If you were to compute the sample mean of the d column, you should find that the mean is -0.853
We call this value dbar in much the same way xbar is denoted. The "bar" refers to the horizontal line up top.
dbar = -0.853

The sample variance of the d column will follow the same type of steps as described in part (A) when I detailed how to compute the variance of group 1.
You should get a sample variance of 1.610668 which leads to the sample standard deviation of sqrt(1.610668) = 1.269121
I'll refer to this standard deviation as Sd to indicate "Standard deviation of the differences".

Now onto the standard error (SE)
SE = Sd/sqrt(n)
SE = 1.269121/sqrt(10)
SE = 0.40133129863506
SE = 0.401331

It allows us to compute the test statistic
t = (dbar - mu_d)/SE
t = (-0.853 - 0)/0.40133129863506
t = -2.12542605797524
t = -2.1254

The degrees of freedom is n-1 = 10-1 = 9

I'll then use this calculator again
https://stattrek.com/online-calculator/t-distribution.aspx
to find that P(T < -2.1254) = 0.0312 when df = 9 which doubles to 2*0.0312 = 0.0624 since we're doing a two-tailed test.
The result 0.0624 is the approximate P-value.

------------------------------

Summary:

dbar = -0.853 is the sample mean of the differences (d column)
1.610668 is the approximate sample variance of the differences (d column)
t = -2.1254 is the approximate test statistic
df = 9 = degrees of freedom
P-value = 0.0624

==============================================================================================================
Part (C)

Admittedly there are a lot of numbers and variables to keep track of.
It might be overwhelming if you aren't familiar with statistics too much.

Though if I had to pick one variable to focus on, I would say it's the P-value.
In many scientific journals, the researchers report the P-value to the reader to indicate how (in)significant the results were.

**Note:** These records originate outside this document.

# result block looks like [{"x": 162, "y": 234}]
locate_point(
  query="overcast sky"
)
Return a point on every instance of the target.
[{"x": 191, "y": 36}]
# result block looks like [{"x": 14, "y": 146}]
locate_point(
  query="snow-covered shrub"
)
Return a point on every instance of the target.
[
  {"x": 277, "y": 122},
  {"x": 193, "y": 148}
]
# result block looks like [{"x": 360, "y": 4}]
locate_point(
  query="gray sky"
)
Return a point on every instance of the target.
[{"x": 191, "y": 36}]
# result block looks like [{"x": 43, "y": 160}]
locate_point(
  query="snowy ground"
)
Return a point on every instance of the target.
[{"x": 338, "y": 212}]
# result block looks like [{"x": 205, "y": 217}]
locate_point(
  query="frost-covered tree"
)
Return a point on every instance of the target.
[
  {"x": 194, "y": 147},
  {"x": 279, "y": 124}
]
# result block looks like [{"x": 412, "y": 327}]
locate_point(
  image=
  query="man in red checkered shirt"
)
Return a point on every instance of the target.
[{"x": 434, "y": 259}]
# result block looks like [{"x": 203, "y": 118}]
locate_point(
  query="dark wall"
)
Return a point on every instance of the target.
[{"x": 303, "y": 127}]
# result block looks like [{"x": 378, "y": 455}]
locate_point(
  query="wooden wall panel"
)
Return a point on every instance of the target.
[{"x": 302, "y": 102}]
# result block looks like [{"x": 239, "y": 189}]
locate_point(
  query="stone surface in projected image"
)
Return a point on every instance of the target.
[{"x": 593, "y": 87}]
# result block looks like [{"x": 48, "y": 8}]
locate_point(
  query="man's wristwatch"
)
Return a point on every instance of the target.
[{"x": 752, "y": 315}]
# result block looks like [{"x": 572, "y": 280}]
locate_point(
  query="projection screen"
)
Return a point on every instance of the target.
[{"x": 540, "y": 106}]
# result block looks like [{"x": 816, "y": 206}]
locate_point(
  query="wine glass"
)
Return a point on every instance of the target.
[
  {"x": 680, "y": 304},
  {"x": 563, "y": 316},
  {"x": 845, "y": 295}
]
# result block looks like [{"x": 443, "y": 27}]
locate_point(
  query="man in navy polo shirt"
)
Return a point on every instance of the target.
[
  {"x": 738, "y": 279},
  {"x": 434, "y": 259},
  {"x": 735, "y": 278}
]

In part (A), we got a P-value of roughly 0.3938
In part (B), we got a P-value of roughly 0.0624
That's quite a gap.

Recall that the P-value determines if you reject or fail to reject the null.
Let's say the significance level is alpha = 0.05 which is the default level.

At this alpha value, we'd fail to reject the null for both part (A) and part (B). Why? Because the p-value for each is not less than alpha = 0.05
We reject the null only if the p-value is smaller than alpha.

If we set alpha = 0.10, then we'd fail to reject in part (A) but reject the null in part (B)
Sometimes you may see a significance level of alpha = 0.10 (of course it depends on the context).
As you can see, part (B) has leads to a situation where we are more likely to reject the null.